Niranjan Mukundan wanted to quit competitive swimming after his first-ever race. It was a 50 metre butterfly race at a State-level meet in Bengaluru. The seven-year-old boy jumped into the pool, chopped the water hard and with his focus only on the finish line, swam. Upon touching the line, he looked back: there was no one. For a fleeting moment, he thought, ‘Did I just win the race?’ He looked around once more: He was all alone.
“I was so slow that the other swimmers had finished the race and left the pool,” he recalls.
He thought: This isn’t where I belong. Competitive swimming is not for me. Quitting is the best thing to do.
His coach John Christopher is a staunch believer of the dictum, ‘either you win or you learn’. He told Niranjan what thousands of coaches have told millions of pupils facing defeat: “Losing is a lesson, consider this as your stepping stone.”
This piece of advice might not be novel, but said by the right people at the right time, it succeeds in spurring a dispirited athlete.
Christopher knew that Niranjan’s swimming career just had a false start and that Niranjan had a long way ahead of him. He felt that his lad was special because “he can’t quit swimming, even if he wants to.”
Into the water
Niranjan was born with spina bifida (an underdeveloped spine). Till five, his lower body was paralysed. He was dependent on his parents for even inter-room movement. At PT period in school, he would watch his classmates play from his classroom window. When the class buzzed with year-end vacation plans, his friends would talk about Mysore, Hampi and Coorg, while Niranjan talked about hospital sessions.
“I spent every summer vacation in a hospital as I had to undergo surgery for my condition,” he says. (The number of surgeries he has undergone so far stands at 17.)
The doctors suggested his parents enrol little Niranjan in either horse-riding or swimming to improve his condition. The boy wasn’t fond of the beast, so water it was.
In the pool, it was magical. He could move. All by himself. A few splashes, was all it took. While able-bodied children in the pool in Jayanagar took 20 days to learn swimming, Niranjan needed just 10. He found water more fun than land.
Even when he was put in the shallow end of the pool, he’d swim to the deep end. Taking on challenges wasn’t an acquired trait for Niranjan, it was inborn.’
Crossing milestones
During a post-surgery break in 2017, Niranjan was forced to stay away from the pool. So, along with a childhood friend, he completed the Golden Quadrilateral challenge (covering Chennai, Mumbai, New Delhi and Kolkata in a car) in 128 hours. When asked why he attempted the challenge, he says, “I’d read that someone had covered the cities in 130 hours. I thought I could better the record.”
A year ago, he hiked up to a cliff at Horseshoe Bend, a horseshoe-shaped meander of the Colorado River in Arizona, despite a few acquaintances suggesting the trek would be too difficult for him to complete.
For Niranjan, it isn’t about the smugness of proving someone wrong, it’s more about the delight derived from an accomplished challenge.
This has been the case since he was a boy. Neighbours and relatives advised his parents to safeguard him at home, but they enrolled him in swimming.
In 2003, at the age of nine, he clinched his first swimming medal (a silver) at a National-level meet in Mumbai. In another nine years, he was good enough to win a medal for his country at the German Swimming Championships. In 2014, at the Para Asian Games in Incheon, he got India a bronze medal in the 4 x 100 metres Relay Medley event. The next year was annus mirabilis . At the IWAS World Junior Games, he won seven gold medals and three silvers in the 10 events he participated in. The boy, who once couldn’t move from his bedroom to the living room, was near flawless on the pool.
Tokyo drift
Niranjan has been in fine form ahead of the Paralympics in Tokyo next year.
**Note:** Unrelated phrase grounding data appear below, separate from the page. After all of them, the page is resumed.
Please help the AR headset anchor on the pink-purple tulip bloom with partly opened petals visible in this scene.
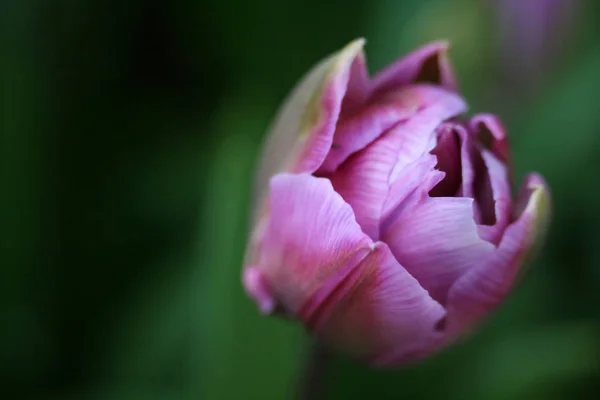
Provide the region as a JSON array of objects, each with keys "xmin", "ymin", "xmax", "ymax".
[{"xmin": 243, "ymin": 40, "xmax": 549, "ymax": 365}]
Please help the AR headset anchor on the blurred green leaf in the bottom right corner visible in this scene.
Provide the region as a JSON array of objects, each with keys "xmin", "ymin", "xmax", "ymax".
[{"xmin": 456, "ymin": 323, "xmax": 600, "ymax": 399}]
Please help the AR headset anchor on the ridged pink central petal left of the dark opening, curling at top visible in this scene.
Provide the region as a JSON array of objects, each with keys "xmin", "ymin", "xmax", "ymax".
[{"xmin": 331, "ymin": 86, "xmax": 465, "ymax": 240}]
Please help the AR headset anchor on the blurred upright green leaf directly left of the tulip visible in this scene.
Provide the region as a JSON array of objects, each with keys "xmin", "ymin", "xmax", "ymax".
[{"xmin": 192, "ymin": 88, "xmax": 303, "ymax": 400}]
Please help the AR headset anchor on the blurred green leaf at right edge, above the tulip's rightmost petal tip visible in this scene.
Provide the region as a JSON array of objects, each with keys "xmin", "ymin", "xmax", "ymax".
[{"xmin": 511, "ymin": 49, "xmax": 600, "ymax": 187}]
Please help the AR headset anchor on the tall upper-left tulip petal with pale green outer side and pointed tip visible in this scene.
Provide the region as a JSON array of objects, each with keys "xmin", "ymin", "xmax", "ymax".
[{"xmin": 252, "ymin": 39, "xmax": 367, "ymax": 208}]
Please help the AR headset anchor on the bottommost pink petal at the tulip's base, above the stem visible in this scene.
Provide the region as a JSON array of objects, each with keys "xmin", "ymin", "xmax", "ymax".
[{"xmin": 307, "ymin": 242, "xmax": 445, "ymax": 365}]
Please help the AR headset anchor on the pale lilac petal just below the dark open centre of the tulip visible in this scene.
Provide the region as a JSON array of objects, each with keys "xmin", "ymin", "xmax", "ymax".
[{"xmin": 381, "ymin": 186, "xmax": 494, "ymax": 304}]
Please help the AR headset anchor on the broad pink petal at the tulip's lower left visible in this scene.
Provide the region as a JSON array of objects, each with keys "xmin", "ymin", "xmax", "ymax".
[{"xmin": 245, "ymin": 174, "xmax": 372, "ymax": 314}]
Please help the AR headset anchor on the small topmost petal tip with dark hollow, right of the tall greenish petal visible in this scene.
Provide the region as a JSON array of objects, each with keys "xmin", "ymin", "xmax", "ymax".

He won his 50th international medal at the Norwegian swimming championships (Ado Cup), clinching five golds. In May, at the World Series 2019 in Brazil, he qualified for the world para swimming championships after winning a gold medal in 200 metres Individual Medley and a silver in 50 metres butterfly.
But, as has been the case throughout his life, before these successes were setbacks. At the Asian Para Games last September, a leg injury forced him to withdraw from the competition and head home for his 17th surgery.
“ But because of his condition, he can’t feel his legs and if there is an injury, we don’t realise it immediately,” says Christopher.
Niranjan himself was gutted to pull out of the event. “I had missed the last Paralympics, too, due to an injury. So, I really wanted to win a gold this time,” he says, “I know that I could have easily finished with a medal. I told my parents I I didn’t want to swim again after that.”
The next day, he rang up his coach to discuss his next training schedule. That is the thing: Niranjan never quits swimming. Even if he wants to.